Nuveen’s inaugural Global Fixed Income impact report won the Impact report of the year award. Lead portfolio manager Stephen Liberatore explains the investment firm’s approach to measuring impact in public fixed income
Environmental Finance: What’s your approach to impact investing in the fixed income asset class?
Stephen Liberatore: Our approach is very simple. We are looking for securities that have a direct and measurable social and/or environmental outcome. That means we’re very focused on use-of-proceeds bonds, securities that allow us to understand how proceeds are utilised, and ultimately collect meaningful data on the real-world outcomes that were funded from the transaction. We are intensely focused on disclosure, with the key elements being relevant KPIs that accurately measure outcomes, as well as the frequency and transparency of reporting. Critically, an issuer must be willing and able to publish impact reporting we can trust as evidence of outcomes.
EF: This is the first impact report for the entirety of your global fixed income impact portfolios, but you’ve been producing impact reports since 2016. How has your approach to impact reporting evolved?
SL: Initially, we produced what we call ‘short form’ or summary impact reports at the account level, setting out the impact we achieved in our four thematic areas – affordable housing, community and economic development, renewable energy and climate change, and natural resources – and presenting them in terms of equivalencies that are more understandable to the average investor. (For example, we explain that 240 million megawatt hours of electricity generation powers around 20 million average U.S. homes.)
Since the first set of reports over five years ago, we have added information on the Sustainable Development Goals [SDGs], as more investors have begun to look at impact through that lens, and we’ve gradually added more granular data. So, for example, in our affordable housing investments, that’s evolved from a simple number of housing units to include the type of tenant, area mean income data etc. The explosion of social bonds issued following the Covid pandemic led to an increase in issuers providing quantitative metrics that measured societal outcomes, often times at the urging of our team, which includes co-portfolio manager Jessica Zarzycki and associate portfolio manager Adam Guerino, as we consulted with issuers and underwriters on the KPIs we consider important for evaluating impact.
We’ve also incorporated metrics related to innovative transactions.

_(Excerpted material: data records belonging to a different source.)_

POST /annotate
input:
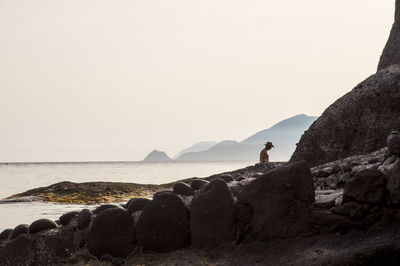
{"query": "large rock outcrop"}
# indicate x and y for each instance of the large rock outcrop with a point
(357, 123)
(280, 201)
(391, 52)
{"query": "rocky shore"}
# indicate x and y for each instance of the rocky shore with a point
(344, 212)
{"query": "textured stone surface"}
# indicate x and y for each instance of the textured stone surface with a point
(212, 217)
(183, 189)
(84, 217)
(66, 217)
(391, 52)
(393, 143)
(280, 201)
(393, 185)
(164, 224)
(40, 225)
(136, 204)
(20, 230)
(367, 186)
(357, 123)
(112, 232)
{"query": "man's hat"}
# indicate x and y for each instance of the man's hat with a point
(269, 144)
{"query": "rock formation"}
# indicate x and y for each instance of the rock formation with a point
(391, 52)
(357, 123)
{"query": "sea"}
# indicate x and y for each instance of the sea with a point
(19, 177)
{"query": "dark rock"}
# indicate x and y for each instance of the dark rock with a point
(342, 210)
(325, 172)
(393, 185)
(337, 169)
(51, 247)
(183, 189)
(226, 177)
(66, 217)
(326, 201)
(327, 222)
(84, 217)
(367, 186)
(391, 54)
(40, 225)
(104, 207)
(159, 193)
(357, 123)
(137, 204)
(5, 234)
(393, 143)
(112, 232)
(198, 183)
(19, 230)
(212, 217)
(164, 224)
(17, 252)
(280, 201)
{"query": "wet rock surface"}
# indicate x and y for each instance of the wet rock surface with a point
(280, 201)
(164, 224)
(212, 217)
(112, 232)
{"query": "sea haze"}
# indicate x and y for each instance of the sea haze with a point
(16, 178)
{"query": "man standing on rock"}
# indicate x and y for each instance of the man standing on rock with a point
(264, 157)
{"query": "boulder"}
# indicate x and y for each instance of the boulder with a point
(103, 208)
(367, 186)
(212, 217)
(5, 234)
(66, 217)
(393, 185)
(112, 232)
(164, 224)
(357, 123)
(183, 189)
(280, 201)
(20, 230)
(391, 52)
(393, 143)
(136, 204)
(198, 183)
(18, 251)
(84, 217)
(40, 225)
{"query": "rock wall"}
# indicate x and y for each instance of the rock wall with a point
(391, 52)
(355, 124)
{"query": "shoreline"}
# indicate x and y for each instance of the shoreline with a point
(111, 192)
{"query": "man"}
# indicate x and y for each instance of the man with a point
(264, 157)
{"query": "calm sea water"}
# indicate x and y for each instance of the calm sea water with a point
(16, 178)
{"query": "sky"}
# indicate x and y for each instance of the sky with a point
(97, 80)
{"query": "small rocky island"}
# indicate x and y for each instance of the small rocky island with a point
(337, 202)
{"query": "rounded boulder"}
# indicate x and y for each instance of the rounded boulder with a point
(136, 204)
(84, 217)
(66, 217)
(212, 217)
(112, 232)
(393, 143)
(164, 224)
(19, 230)
(40, 225)
(183, 189)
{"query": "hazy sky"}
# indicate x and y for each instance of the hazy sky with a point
(113, 80)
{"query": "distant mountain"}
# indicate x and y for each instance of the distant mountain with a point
(199, 146)
(284, 135)
(157, 156)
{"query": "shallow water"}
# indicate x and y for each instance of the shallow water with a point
(17, 178)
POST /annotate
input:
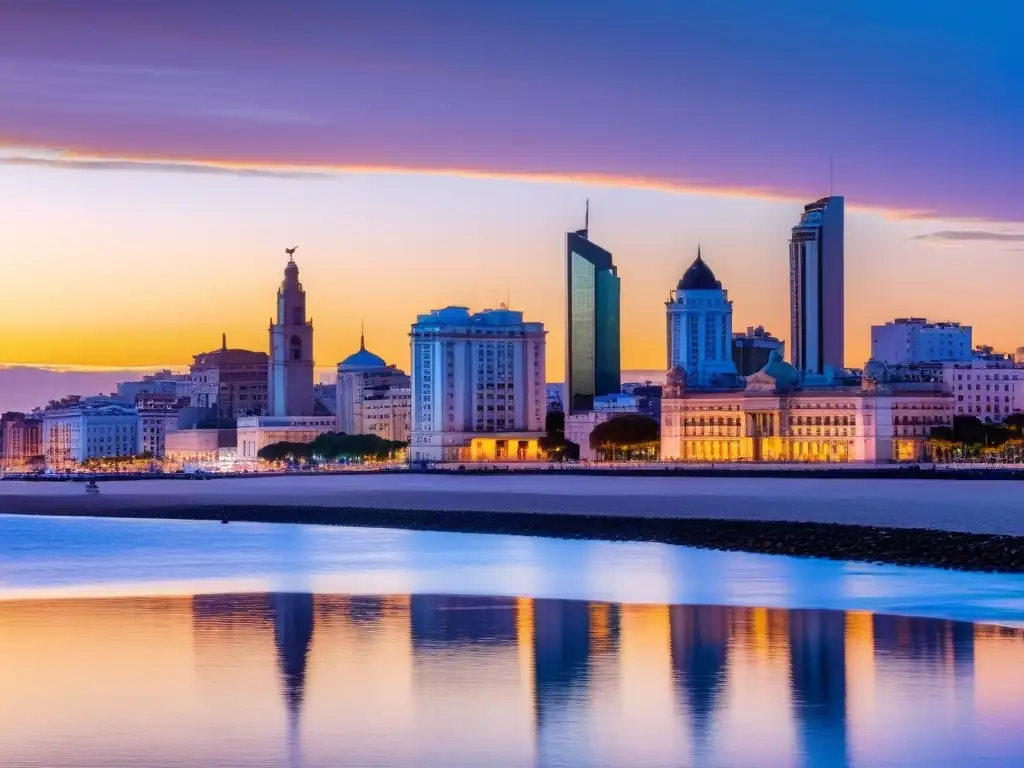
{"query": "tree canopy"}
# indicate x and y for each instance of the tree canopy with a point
(332, 446)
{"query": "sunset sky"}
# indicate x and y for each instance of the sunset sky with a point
(157, 158)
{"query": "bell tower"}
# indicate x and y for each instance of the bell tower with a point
(291, 372)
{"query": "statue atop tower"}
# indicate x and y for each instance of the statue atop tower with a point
(291, 372)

We were the lead investor in the Seychelles Blue Bond in 2018, and the World Bank’s rhino conservation bond earlier this year. These first-of-their-kind deals unlocked new KPIs we can track over the life of the bond. We’ve tried over time to ensure our framework remains flexible and gives us the opportunity to look at innovative structures like those.
Our latest report is our first ‘long form’ or platform-wide publication – which builds on our quantitative approach with more qualitative details and insights. This report reflects the deep collaboration between the global fixed income and responsible investing teams. It’s allowed us to talk more about our overall process, to present case studies that provide a really tangible sense of how our clients’ capital is being deployed, and to set out some of the harder issues that we face regarding impact reporting.
EF: One of those issues is reporting on carbon data. How are you addressing that challenge?
SL: Carbon intensity is currently typically measured at the level of the parent company, rather than the specific carbon intensity of the project or projects being financed by a particular bond. That skews the results by overstating the emissions that are associated with the investment.
Reporting at the enterprise level instead of at the deal or project level runs the risk of disincentivising investment in renewable energy assets. I would make the argument that if you want a dedicated, intentional ESG or impact strategy, using the current way of looking at parent-level carbon emissions, your portfolio should ‘look worse’ than the peer group or the index. Otherwise, you’re not investing in those sectors where the opportunities to help companies decarbonise really lie. We believe reporting should accurately reflect the investment in the specific asset.
EF: The report covers SDG alignment. What’s your approach to measuring impact against the Sustainable Development Goals?
SL: We first created our reporting framework in 2007, well before the SDGs were designed. Fortunately, our approach aligns well with how the SDGs were created. We are quite rigorous in that we restrict our impact reporting to direct impacts, which is in line with the SDGs. So, for example, we have invested in some of IIX’s Women’s Livelihood Bonds. We report on their direct impacts, such as financial opportunity and financial literacy education. There are also wider benefits associated with those investments, such as on health, family stability etc., but we don’t attempt to measure or estimate anything that we are not directly investing towards.
EF: You note that client demands on reporting are constantly evolving. What’s next for Nuveen on the impact reporting front?
SL: Our reporting will continue to reflect what we’re seeing in the marketplace and the demands of our investors. We certainly want to focus more on metrics around carbon intensity, so they better reflect what an impact portfolio is actually financing. If that is done correctly, it can provide a great visual to an investor to understand that the investments they make in a dedicated, intentional ESG or impact portfolio look materially different than the index or the peer group.
Responsible investing incorporates Environmental Social Governance (ESG) factors that may affect exposure to issuers, sectors, industries, limiting the type and number of investment opportunities available, which could result in excluding investments that perform well.
Nuveen, LLC provides investment advisory services through its investment specialists.
This information does not constitute investment research, as defined under MiFID.